Annual (Eustoma grandiflorum), 624,000 seeds/oz. Germinates best at 70 to 75 degrees F.
Lisianthus is also known as Texas Blue Bell. Available in colors of blue, lilac, rose, pink and white, it can be sold as a pot plant, bedding plant or cut flower.
As a pot plant, it is generally recommend not to mix colors. When the seedlings have reached the four- to five-leaf stage, they are ready to be transplanted to their finishing container, using one to a 4 inch pot, two to a 5 inch pot, and three to a 6 inch pot. When roots have reached the edge of the pot, it is time to pinch above the third node.
Since the plants are naturally upright growing (unless one of the newer dwarf, compact varieties are used), it is essential that a growth regulator be used. A B-Nine spray at the rate of 2,500 ppm is said to be effective in some areas, while in other a drench of A-Rest at .5 mg has produced desirable results. These growth regulators should be applied when new breaks have reached a length of length of 2 inches to 8 inches. Under natural light conditions during the fall and winter plants will rosette. To prevent this use night lighting from 10 p.m. to 2 a.m.
Optimal growing temperature is 65 degrees F. at night. Proper light intensity is 4,000 foot candles, which means that in high-light areas during late spring and summer, they should be grown under a light shade (20%).
If sown around the first of the year, total crop time would run about 20-23 weeks when finishing in a 4 inch or 6 inch pot. If started from plugs the total crop time would be cut in half (10 to 12 weeks). It is very important to run the seedlings and transplants on the dry side.
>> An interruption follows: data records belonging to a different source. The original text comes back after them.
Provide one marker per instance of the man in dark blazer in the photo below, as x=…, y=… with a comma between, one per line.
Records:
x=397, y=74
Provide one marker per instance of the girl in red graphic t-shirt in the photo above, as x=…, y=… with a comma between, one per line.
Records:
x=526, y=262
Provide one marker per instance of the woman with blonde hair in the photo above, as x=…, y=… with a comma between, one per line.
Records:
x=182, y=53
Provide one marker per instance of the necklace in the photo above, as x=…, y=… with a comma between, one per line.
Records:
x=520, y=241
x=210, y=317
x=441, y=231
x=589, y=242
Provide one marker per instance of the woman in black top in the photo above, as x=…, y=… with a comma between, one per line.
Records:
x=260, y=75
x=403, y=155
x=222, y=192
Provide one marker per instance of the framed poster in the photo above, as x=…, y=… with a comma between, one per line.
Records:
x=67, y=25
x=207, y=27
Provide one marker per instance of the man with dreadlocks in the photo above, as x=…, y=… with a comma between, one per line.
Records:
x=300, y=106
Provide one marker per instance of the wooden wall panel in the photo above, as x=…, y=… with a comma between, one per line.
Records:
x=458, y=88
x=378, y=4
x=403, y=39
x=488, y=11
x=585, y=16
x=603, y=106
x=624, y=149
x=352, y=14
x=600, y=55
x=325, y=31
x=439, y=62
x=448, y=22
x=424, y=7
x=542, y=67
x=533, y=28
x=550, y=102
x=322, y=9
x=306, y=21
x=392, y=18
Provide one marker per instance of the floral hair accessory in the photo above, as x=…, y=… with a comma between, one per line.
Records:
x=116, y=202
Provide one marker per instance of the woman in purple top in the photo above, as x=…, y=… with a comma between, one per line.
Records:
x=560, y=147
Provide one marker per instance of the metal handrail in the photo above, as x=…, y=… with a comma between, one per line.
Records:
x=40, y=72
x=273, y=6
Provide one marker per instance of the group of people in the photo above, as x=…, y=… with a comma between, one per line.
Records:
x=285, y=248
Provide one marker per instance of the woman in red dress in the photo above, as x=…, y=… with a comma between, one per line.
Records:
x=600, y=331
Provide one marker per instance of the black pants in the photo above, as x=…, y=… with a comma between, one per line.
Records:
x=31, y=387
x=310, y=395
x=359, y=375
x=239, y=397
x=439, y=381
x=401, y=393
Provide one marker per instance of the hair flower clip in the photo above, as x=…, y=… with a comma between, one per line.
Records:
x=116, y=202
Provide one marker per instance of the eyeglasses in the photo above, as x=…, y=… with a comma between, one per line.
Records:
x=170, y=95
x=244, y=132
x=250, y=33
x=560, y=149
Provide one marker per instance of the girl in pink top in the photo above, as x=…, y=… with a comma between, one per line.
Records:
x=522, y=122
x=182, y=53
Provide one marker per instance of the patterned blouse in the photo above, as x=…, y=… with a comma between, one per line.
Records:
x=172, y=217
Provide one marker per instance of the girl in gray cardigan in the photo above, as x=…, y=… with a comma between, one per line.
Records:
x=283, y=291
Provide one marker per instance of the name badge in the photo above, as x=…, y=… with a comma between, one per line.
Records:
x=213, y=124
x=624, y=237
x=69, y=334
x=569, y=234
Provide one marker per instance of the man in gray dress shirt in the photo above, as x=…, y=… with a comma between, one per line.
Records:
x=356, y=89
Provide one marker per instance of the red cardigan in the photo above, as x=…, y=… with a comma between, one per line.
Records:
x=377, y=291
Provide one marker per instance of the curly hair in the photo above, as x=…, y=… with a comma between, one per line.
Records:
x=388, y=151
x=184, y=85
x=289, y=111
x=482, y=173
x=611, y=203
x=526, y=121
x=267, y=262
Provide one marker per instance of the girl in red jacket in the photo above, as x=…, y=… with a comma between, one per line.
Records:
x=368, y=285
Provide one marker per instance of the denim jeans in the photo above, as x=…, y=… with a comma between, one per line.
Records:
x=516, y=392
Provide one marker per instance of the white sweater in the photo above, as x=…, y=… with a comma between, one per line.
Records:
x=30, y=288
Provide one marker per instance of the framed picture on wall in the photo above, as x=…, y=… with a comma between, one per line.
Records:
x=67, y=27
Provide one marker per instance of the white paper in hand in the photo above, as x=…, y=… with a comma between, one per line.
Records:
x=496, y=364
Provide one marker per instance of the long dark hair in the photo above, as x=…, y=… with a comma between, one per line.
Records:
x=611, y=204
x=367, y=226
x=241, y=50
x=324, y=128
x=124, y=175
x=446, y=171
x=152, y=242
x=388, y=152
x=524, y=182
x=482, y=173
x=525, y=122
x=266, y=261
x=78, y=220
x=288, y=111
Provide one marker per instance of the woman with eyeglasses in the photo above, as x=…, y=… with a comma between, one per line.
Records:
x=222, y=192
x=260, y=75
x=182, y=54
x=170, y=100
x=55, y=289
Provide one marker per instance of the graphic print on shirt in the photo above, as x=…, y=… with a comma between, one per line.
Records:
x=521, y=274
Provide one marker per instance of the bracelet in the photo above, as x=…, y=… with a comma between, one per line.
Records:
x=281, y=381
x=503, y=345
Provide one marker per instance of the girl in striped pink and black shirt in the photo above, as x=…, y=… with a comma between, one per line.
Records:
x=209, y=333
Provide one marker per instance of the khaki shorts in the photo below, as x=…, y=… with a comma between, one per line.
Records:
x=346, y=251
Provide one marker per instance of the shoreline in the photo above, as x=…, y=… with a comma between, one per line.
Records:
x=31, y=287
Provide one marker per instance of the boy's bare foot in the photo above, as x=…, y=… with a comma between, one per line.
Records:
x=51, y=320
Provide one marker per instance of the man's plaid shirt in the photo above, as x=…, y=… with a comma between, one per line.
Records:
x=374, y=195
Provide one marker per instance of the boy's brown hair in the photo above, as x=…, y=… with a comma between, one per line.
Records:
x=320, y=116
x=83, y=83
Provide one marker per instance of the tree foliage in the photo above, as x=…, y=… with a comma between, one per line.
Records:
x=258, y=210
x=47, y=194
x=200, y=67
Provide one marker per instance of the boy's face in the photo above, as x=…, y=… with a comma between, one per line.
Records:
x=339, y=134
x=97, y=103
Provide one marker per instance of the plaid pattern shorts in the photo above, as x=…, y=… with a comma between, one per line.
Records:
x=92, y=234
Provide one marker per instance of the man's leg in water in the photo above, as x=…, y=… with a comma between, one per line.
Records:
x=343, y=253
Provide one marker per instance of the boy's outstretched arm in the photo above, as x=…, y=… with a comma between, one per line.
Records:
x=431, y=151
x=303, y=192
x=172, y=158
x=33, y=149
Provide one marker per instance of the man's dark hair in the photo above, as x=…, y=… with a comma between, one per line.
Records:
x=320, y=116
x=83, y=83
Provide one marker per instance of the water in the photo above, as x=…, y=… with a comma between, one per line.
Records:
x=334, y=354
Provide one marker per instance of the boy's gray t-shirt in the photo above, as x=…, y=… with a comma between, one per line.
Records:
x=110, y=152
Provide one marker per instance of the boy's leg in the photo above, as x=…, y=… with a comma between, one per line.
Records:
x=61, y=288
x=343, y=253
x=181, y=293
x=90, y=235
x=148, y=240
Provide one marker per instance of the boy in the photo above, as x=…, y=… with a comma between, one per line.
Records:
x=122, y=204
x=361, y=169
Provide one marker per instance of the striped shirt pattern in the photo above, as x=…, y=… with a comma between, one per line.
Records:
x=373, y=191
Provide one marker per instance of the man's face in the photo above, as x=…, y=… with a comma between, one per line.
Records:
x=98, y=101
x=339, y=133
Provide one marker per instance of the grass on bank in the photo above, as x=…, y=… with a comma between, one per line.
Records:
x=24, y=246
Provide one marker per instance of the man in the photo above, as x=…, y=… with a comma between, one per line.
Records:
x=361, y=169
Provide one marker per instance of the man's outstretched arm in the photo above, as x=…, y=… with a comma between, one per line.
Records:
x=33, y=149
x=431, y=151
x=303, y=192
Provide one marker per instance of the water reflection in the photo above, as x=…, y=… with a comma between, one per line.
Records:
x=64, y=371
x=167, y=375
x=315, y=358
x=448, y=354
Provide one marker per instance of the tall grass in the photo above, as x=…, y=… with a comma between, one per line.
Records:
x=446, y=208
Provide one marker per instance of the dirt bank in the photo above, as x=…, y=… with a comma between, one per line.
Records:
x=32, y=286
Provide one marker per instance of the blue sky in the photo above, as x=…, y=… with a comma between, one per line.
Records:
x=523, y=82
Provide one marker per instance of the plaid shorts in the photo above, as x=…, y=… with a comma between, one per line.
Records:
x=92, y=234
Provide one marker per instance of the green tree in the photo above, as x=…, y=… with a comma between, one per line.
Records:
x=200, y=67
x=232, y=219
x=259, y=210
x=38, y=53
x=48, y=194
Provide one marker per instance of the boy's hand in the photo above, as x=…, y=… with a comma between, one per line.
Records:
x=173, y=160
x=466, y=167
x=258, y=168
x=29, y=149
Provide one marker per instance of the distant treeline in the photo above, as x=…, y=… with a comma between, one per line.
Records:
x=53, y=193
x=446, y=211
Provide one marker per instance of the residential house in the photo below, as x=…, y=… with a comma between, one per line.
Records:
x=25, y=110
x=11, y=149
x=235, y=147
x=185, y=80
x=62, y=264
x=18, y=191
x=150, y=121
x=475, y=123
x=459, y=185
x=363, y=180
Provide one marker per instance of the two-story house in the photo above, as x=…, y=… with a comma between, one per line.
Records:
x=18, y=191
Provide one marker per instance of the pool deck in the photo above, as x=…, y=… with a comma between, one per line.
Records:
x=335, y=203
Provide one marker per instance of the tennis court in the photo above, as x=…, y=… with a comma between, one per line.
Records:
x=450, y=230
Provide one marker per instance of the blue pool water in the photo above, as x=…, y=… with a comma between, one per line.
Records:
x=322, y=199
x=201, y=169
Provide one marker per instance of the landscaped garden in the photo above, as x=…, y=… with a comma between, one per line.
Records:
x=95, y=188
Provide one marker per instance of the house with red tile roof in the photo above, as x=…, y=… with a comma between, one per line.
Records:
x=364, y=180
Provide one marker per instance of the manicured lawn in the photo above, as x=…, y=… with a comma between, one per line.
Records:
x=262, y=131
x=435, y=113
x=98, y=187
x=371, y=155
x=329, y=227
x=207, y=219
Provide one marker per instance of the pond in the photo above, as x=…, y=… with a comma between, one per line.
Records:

A light feed (150 ppm) of a complete fertilizer at each irrigation is adequate.
There is a very promising new pot variety,.Blue Lisa", which is very compact and early.
When grown as a cut flower from seed, crop time is about 22 to 24 weeks when sown about January 15. Lisianthus, when grown as a cut flower, will last about two weeks. They do not shatter and are easy to ship. Transplants with four to five leaves are generallyspaced in the bench at 6 inches x 6 inches for a pinched crop. They require one or two tiers of support netting. Some growers find that the best time to grow lisianthus as cuts is spring and summer, when crop time is much shorter. Flowers should be harvest when the first lateral buds open. Plants will reach a height of 24 to 30 inches unless they are the more compact varieties now available on the market.
Disease problems include root rot and damping off. Preventative drenches are recommended. It is also important to start with a well-drained, pasteurized media and to run the crop on the dry side.
Major insects infesting lisianthus are whitefly, mites, thrips and aphids.